• charshaflıların giydigi tur gelinlik ... bi kere gormushtum pek fena
  • istemeden evlenmeye kalkan ya da evlendirilmeye zorlanan kizlarin tercih ettikleri gelinlik rengi.
  • sisman bir gelin adayi siyahin zayif gosterdigini duymasi sonucu bu renk gelinlikte israr eder.
  • evlilik tarihi almis bir ciftin toren evvelsi yasa girmesi sonucu giyilen gelinlik
  • siyahı sevenlerin tercihi.
  • hülya koçyiğit ve murat soydanın beni kelime anlamıyla yerlerde süründüren filmleri; `murat soydan yakışıklı her limanda bir sevgilisi olan çapkın bir kaptandır (merak ediyorum o dönemde bu filmler yüzünden kaptanlık müessesini derinden zedeliyor diye olaylar çıkmışmıdır ya da filmde ah zavallı genç kız diye ağlamaktan bunları düşünmeye vakit mi bulamamışlardır belki), hülya da annesiyle beraber bir pansiyonda kalan yerseniz lise öğrencisi yalnız bir kızdır.. filmle ilgili kilit bu yalnız kelimesidir çünkü olaylar kafayı yemiş hayal dünyasında yaşayan bir insanın hal ve tavırları üzerinedir; yani tamamen bir kendi kendine gelin güvey olmak filmidir!.. adamla maksimum 3 diyalogları olmuştur ama kız adama çoktan adama aşık olmuş, fantaziler kurmaya başlamıştır, ailesi ankaraya taşınır bu yok ben seviyorum onu evlenmeyeceğim başkasıyla diye kalkıp bir başına istanbul a geri döner, sen koca şehri sokak sokak yürüyerek adamı arar, bulamaz tesadüf sinemada karşılaşıp peşinden koştururken adam fark eder bunu, efendim yemekeler sarılmalar kır yürüyüşleri derken "oh kız verdi rahatladı" diye düşünüyorsunuz değil mi, heheyt o kadar kolay mı türk filmi bunun adı daha olayların başındayız.. ertesi gün 1 aylığına denize açılacağım sonra koşarak sana döneceğim diyaloğundan sonra morat soydan gider, ve 4 ay sonra limanda durmuş denize bakan karnı burnunda hülya yı görürüz!!!
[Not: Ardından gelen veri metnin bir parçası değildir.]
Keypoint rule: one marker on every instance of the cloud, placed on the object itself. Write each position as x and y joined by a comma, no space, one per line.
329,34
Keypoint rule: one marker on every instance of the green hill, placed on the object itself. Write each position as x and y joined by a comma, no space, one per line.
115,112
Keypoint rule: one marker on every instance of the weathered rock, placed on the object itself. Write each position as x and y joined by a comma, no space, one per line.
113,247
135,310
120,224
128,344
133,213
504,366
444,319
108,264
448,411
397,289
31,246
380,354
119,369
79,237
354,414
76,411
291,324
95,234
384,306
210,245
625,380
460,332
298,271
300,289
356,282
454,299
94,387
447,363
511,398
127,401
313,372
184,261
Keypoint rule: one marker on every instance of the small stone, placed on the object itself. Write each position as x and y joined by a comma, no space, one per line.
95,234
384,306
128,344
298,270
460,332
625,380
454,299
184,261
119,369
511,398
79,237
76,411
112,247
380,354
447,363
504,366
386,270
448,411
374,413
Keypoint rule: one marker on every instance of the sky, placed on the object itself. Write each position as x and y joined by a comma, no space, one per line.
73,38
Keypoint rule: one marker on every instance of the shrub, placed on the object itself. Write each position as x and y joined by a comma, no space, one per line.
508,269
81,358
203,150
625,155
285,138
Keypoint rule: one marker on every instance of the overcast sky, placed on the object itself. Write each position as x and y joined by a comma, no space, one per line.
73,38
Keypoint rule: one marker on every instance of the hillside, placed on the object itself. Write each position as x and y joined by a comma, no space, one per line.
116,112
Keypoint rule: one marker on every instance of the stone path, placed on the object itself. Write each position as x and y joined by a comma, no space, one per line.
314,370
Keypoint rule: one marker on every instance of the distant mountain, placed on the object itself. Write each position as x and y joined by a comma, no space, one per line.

    bir sonraki sahne doktor da geçer ki süper doktor amca "kızım bu çocuğu doğurursan 1-2 yıl anca yaşarsın" diye durumu anlatmaktadır, biz öküz deriz bubu söylemek 8. ayda mı aklına geldi, ama mühim değil dediğim gibi hülya o yıllarda seyircide fedakar anne, sadık aşık, saf kız izlenimi yaratsa da ben izledim gördüm deli manyak, yok sevgilim için illa doğuracağım der, e kadın sen doğurup ölünceksin adamsa yok ortada yazık değil mi çocuğa..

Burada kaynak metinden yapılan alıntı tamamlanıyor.